Solo Show at Signs and Symbols

April 18, 2024

My show at signs and symbols opens April 18th, 2024 in New York City.

“I’m not a philosopher, but some of my best friends are. Sometimes they like to talk about what exists, and in what way. If a bowl exists, does the empty space inside it exist too? If the space isn’t an existing thing, what makes the bowl, which is defined by this space, what it is? Empty spaces are interesting subjects in that way. They’re absences that are never really quite absent. They are unheimlich—uncanny. They can be haunting.

Is a haunting a real thing? Or is it just another absence, a hole in reality? Rachel Libeskind seems to be haunted by a certain absence or emptiness, and so is her work. That absence has a name—well, many names: DDR, for Deutsche Demokratische Republik; GDR, for German Democratic Republic; or just East Germany: the “workers’ and peasants’ state” under the wing of the Soviet Union, which disappeared on October 3, 1990.

Libeskind never knew that other Germany, but as she was growing up in Berlin, resonances of the east exerted a fascination; she marveled, she told me, at its “differences, layers, similarities and repressions.” The twenty-six pieces in this show, Good Morning, Beautiful!, share the seductive disquiet provoked by that fascination. Their source is a magazine called Fotokino, a monthly publication in which amateur East German photographers could publish their work alongside that of professionals. At least for those of us who know little about life in the DDR, these works are likely to be surprising: We tend to think of the East German state as being repressive and puritanical, so what are to make of the tender eroticism of the imagery Libeskind has unearthed from this unlikely archive?

For Libeskind, the recurrence of the unclothed female body in these images is rooted in the nudism promoted by the nineteenth-century Romantic Lebensreform (life reform) movement in favor of a healthier and more natural way of life. (As someone who has experienced a clothing-optional health resort in Brandenburg, east of Berlin, I can attest that echoes of this movement are still with us today.) The nudity in these images is innocent and, I might say, uncommodified. Even after the society in which it thrived disappeared, it still has something to tell us.

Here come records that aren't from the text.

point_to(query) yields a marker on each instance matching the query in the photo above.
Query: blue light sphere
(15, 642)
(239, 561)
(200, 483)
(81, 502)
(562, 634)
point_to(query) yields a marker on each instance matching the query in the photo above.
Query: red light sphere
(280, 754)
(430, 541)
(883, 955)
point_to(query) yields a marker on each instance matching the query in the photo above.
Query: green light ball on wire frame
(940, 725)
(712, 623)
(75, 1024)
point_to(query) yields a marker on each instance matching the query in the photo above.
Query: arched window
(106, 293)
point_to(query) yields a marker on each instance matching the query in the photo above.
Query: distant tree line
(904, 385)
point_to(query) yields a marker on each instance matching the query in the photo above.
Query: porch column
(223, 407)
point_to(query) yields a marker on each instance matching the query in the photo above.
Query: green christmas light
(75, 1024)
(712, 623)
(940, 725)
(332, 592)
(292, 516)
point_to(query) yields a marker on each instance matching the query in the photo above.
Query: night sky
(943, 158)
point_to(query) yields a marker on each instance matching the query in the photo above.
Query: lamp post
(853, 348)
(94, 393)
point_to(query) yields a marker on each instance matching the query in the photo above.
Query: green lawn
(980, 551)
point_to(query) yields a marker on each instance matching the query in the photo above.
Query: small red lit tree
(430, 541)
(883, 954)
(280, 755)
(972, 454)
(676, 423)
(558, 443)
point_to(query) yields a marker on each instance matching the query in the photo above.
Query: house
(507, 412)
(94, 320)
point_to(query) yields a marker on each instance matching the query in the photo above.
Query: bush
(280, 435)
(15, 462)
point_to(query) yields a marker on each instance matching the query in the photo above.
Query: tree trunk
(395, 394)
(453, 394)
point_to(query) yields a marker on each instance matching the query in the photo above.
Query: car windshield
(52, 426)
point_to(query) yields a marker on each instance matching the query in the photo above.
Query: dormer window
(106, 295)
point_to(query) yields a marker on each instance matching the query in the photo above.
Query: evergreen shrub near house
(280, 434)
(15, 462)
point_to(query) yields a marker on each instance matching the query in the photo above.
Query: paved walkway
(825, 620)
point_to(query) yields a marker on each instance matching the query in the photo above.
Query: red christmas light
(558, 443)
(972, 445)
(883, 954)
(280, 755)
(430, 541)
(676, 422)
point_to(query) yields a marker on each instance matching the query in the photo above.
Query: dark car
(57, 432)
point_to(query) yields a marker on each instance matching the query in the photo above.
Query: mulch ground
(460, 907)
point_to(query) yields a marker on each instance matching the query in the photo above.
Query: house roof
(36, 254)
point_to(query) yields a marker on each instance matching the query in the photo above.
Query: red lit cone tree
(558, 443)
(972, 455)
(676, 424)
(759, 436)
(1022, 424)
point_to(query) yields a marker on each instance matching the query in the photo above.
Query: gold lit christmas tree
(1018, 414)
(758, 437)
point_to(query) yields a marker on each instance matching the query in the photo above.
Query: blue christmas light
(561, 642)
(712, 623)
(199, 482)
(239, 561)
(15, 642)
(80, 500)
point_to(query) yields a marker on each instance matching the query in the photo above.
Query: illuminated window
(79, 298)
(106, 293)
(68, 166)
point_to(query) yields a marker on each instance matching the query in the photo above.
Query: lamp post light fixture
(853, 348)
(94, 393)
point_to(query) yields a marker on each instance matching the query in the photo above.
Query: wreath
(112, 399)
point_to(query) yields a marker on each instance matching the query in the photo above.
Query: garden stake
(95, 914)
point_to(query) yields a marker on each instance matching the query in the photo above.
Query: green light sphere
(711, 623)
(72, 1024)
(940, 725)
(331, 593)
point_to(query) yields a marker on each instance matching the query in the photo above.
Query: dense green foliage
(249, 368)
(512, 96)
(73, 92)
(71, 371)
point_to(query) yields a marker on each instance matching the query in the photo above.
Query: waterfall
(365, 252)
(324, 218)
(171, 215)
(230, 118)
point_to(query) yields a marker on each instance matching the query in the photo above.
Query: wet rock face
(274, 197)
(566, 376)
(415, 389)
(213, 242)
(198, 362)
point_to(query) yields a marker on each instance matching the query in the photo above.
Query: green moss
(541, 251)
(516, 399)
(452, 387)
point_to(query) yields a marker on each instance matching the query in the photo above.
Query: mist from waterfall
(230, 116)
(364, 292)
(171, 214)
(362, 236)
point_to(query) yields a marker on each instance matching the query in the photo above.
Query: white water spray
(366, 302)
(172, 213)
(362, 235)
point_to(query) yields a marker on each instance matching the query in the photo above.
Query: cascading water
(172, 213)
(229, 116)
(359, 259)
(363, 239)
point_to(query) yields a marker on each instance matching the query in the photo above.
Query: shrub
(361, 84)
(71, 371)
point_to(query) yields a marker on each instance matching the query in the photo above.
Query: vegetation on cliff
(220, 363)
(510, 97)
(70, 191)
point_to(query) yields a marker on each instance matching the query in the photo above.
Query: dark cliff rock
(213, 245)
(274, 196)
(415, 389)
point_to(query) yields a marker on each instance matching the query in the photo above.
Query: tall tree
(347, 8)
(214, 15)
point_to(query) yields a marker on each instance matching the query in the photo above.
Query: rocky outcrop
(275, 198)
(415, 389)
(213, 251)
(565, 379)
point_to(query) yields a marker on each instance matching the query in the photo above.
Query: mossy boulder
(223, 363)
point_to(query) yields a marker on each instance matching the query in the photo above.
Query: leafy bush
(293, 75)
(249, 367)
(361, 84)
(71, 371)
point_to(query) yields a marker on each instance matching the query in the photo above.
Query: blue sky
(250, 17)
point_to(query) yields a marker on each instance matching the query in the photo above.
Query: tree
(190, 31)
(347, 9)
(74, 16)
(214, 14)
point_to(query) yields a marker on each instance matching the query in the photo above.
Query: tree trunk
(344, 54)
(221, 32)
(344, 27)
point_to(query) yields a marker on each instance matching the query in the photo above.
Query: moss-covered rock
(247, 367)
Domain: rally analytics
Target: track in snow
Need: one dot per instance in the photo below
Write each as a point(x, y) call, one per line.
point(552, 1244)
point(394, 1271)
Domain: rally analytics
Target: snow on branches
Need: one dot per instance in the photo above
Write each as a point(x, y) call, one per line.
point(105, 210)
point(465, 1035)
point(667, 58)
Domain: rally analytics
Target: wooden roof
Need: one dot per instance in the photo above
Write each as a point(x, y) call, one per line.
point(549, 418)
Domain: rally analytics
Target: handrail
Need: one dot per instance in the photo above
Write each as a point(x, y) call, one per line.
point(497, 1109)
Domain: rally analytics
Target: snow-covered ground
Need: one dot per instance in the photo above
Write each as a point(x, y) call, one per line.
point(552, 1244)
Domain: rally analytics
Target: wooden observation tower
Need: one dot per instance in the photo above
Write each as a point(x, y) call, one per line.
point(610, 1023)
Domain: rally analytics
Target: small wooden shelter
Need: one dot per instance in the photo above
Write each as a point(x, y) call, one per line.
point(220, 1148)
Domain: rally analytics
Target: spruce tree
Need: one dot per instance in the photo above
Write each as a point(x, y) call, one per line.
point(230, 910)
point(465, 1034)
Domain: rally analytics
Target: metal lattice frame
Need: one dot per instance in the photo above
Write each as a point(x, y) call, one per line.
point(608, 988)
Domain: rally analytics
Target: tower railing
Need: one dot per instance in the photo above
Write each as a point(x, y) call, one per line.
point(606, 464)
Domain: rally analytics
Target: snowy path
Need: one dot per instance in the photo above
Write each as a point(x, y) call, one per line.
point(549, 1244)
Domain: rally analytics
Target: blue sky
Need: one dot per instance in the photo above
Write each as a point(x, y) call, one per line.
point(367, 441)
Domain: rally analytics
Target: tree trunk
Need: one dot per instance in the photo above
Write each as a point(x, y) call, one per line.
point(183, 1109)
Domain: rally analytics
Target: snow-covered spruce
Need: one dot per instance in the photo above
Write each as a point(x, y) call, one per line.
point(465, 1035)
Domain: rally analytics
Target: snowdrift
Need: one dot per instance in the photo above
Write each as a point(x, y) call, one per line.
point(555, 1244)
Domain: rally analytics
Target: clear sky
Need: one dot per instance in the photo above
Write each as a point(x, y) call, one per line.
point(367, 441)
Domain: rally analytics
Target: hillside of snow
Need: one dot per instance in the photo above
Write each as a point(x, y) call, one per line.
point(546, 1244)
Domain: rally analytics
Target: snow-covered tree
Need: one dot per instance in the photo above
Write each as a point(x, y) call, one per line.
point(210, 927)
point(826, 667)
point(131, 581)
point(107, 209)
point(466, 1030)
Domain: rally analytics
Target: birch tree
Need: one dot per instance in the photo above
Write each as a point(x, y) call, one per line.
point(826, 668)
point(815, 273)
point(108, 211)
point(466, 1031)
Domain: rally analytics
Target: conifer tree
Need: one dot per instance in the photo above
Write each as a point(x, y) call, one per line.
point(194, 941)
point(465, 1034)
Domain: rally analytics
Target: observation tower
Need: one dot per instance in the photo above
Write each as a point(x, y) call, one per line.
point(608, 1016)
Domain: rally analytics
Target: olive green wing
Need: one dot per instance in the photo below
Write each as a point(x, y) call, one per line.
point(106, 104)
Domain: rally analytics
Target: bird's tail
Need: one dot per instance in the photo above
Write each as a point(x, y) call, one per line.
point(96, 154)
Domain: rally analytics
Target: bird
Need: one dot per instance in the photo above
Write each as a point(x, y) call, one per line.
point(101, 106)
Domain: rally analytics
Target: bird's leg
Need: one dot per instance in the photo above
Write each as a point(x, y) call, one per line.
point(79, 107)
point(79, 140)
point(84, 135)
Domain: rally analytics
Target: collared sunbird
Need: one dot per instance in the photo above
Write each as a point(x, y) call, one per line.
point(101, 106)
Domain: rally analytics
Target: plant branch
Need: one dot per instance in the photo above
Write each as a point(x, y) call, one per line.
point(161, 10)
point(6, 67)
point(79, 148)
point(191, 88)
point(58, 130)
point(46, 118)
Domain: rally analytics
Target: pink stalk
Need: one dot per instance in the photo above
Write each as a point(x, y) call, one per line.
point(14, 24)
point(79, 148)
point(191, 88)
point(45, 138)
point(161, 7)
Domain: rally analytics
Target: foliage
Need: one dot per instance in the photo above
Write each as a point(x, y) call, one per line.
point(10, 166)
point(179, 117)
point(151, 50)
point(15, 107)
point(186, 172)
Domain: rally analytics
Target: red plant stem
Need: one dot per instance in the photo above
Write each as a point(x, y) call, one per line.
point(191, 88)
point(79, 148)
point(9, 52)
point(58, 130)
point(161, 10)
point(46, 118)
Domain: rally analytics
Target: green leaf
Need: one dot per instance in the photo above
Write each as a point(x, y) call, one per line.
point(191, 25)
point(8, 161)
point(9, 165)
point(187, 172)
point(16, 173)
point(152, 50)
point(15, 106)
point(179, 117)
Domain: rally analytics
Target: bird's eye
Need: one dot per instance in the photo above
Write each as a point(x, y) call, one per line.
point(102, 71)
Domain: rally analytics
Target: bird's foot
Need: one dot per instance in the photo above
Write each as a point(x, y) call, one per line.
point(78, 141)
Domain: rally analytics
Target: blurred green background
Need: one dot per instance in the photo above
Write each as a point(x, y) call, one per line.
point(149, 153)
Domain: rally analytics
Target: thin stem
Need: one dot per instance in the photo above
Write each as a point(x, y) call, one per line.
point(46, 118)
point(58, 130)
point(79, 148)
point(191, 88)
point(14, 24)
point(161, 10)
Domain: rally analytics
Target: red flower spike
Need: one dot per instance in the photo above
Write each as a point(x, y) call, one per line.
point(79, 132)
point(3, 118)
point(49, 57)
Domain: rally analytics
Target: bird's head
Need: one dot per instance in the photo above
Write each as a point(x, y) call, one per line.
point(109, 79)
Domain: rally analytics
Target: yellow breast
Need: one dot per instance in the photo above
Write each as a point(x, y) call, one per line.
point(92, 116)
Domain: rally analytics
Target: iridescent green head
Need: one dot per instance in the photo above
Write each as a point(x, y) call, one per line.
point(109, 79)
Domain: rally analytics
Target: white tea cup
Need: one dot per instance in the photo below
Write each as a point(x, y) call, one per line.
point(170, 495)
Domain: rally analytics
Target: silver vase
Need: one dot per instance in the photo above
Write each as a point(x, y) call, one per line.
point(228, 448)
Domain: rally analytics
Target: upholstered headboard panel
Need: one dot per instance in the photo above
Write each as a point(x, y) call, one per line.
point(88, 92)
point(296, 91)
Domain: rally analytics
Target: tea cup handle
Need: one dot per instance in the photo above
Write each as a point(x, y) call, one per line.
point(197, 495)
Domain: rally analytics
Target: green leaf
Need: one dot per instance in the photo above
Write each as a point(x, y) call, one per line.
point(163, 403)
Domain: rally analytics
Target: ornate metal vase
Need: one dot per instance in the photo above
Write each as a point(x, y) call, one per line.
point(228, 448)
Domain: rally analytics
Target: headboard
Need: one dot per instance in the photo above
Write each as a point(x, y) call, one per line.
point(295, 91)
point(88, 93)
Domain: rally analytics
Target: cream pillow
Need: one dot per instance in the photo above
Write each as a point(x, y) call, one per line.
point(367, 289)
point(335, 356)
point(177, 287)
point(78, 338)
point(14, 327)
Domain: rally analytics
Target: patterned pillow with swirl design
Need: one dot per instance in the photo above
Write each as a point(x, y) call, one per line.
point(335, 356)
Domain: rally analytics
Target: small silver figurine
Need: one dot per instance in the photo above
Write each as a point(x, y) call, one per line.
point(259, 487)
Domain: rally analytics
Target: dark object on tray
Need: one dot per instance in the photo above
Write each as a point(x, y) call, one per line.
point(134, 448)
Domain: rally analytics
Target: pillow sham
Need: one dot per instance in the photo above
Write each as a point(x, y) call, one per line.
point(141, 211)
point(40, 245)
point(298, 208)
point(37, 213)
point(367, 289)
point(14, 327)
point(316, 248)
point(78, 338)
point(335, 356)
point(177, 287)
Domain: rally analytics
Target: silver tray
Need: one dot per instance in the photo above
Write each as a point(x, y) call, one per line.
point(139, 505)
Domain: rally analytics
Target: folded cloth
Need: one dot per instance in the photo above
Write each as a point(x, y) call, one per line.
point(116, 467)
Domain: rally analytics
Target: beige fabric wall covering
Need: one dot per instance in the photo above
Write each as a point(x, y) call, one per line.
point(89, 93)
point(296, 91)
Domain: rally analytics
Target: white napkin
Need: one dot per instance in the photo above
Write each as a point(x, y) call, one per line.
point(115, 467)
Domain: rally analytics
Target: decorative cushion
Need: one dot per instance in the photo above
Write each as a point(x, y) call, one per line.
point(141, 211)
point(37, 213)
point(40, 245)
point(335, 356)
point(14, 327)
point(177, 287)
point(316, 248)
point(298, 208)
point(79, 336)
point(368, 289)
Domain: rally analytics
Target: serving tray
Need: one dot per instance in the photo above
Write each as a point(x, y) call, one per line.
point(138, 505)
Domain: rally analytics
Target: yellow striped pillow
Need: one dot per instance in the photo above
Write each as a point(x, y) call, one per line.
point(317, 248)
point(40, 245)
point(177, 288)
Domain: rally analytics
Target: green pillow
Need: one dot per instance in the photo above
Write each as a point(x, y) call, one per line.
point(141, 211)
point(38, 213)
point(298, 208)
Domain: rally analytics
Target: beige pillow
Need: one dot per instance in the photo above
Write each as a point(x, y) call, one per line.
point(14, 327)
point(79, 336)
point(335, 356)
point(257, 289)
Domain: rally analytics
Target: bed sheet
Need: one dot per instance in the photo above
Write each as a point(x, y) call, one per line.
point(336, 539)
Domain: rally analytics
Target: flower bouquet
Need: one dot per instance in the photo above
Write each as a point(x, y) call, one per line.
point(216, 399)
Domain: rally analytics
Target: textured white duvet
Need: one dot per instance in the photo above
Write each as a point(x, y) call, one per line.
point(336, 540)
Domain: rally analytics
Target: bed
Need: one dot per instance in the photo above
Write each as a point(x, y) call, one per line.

In making Good Morning, Beautiful!, Libeskind has entered into a kind of retrospective collaboration with an array of photographers (and their models), all of them unknown to us. Were their efforts secretly waiting for someone like Libeskind to usher them into the realm of art? I doubt it. Art, as much as nudity, was a different thing in the socialist republic than it is for us in the realm of capital. Out of what was already art, Libeskind makes a different kind of art, literally colored by a different point of view, but one that reminds us of possibilities that have been, for now, foreclosed.”